Thomas Vinterberg: Yes, it did. The making of “It’s All About Love” and the release of that movie was a very painful experience in many ways. When I did “Festen” it was in a weird way the finalization of something. I felt it was the ultimate movie in that direction. I can’t go further that way, it’s done. We hit bull’s-eye. After “Festen”, therefore, I had to redefine myself, I had to re-start and that always puts you in a very fragile situation. “It’s All About Love” is a film that needs caring all the time. It’s very dysfunctional in many ways. Dramatically speaking I can understand why people can reject it, but it is still the film which I’ve done that I find the richest. It’s the film I love talking about. When I grow old I will, at some point stop, hopefully, being embarrassed about how it went and then I think I will grow very proud of it. “Dear Wendy” was a difficult story to make – it is like my ‘troubled’ child. It behaves very bad socially but I really care for it a lot, maybe even more than any of the others. “Festen” is my rich and famous son who travels the world and sometimes sends some money to his father. To experience that your films are not successful at the box offices was very painful. It’s also about vanity, the addiction of being used to the success – a lot of unhealthy matters actually, but they were washed away entirely and everything fell apart. Looking back at it, it sort of maybe saved me. It put me in the position where I could do “Submarino” – I had to completely restart. It took me back to the point where I was at film school, that kind of purity and closeness in the stories is what I’m about.

200%: You say you had to redefine yourself. Did you also feel you lost your film makers gut instinct?
Thomas Vinterberg: Yes, I lost everything. I lost purity, I lost my innocence and that’s what happens when you become famous. When you succeed with something the struggle disappears. It’s a very dangerous and uncreative situation in which to be; of course you lose your instincts.
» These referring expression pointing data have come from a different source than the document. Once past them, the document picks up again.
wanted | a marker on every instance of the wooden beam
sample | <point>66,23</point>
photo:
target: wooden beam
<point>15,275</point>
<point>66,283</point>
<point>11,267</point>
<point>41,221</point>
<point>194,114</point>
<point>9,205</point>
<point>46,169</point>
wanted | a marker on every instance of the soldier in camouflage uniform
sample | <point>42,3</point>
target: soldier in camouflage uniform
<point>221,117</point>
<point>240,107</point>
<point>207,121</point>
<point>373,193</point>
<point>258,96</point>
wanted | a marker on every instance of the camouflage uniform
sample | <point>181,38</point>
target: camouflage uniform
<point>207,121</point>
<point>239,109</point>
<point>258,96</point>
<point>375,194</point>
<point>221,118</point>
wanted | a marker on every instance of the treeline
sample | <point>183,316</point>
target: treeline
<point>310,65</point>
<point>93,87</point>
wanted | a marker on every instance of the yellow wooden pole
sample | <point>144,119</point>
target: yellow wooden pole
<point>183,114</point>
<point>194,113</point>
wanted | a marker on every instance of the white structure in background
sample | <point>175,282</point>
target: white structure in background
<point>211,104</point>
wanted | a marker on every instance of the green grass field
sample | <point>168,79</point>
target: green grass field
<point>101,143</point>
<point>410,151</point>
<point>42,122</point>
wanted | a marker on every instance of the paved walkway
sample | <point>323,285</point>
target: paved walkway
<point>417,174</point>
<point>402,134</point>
I lost the whole recipe of what I am about.

200%: Would it be fair to say that “Submarino” is your return to back-to-basics?
Thomas Vinterberg: Entirely! I was left in the shadow and from there I could just do my movie and do it as I like, and how I was meant to do it. Making “Submarino”, with actors making their big screen debuts and a young crew, is a kind of physical manifestation of what I wanted: to change my surroundings and my thoughts back to how it was in the beginning. Working with the first time Director of Photography and first time writer was so vibrant, energetic and so devoted and they were so not full of themselves, but full of the project and that, for me, was what I wanted.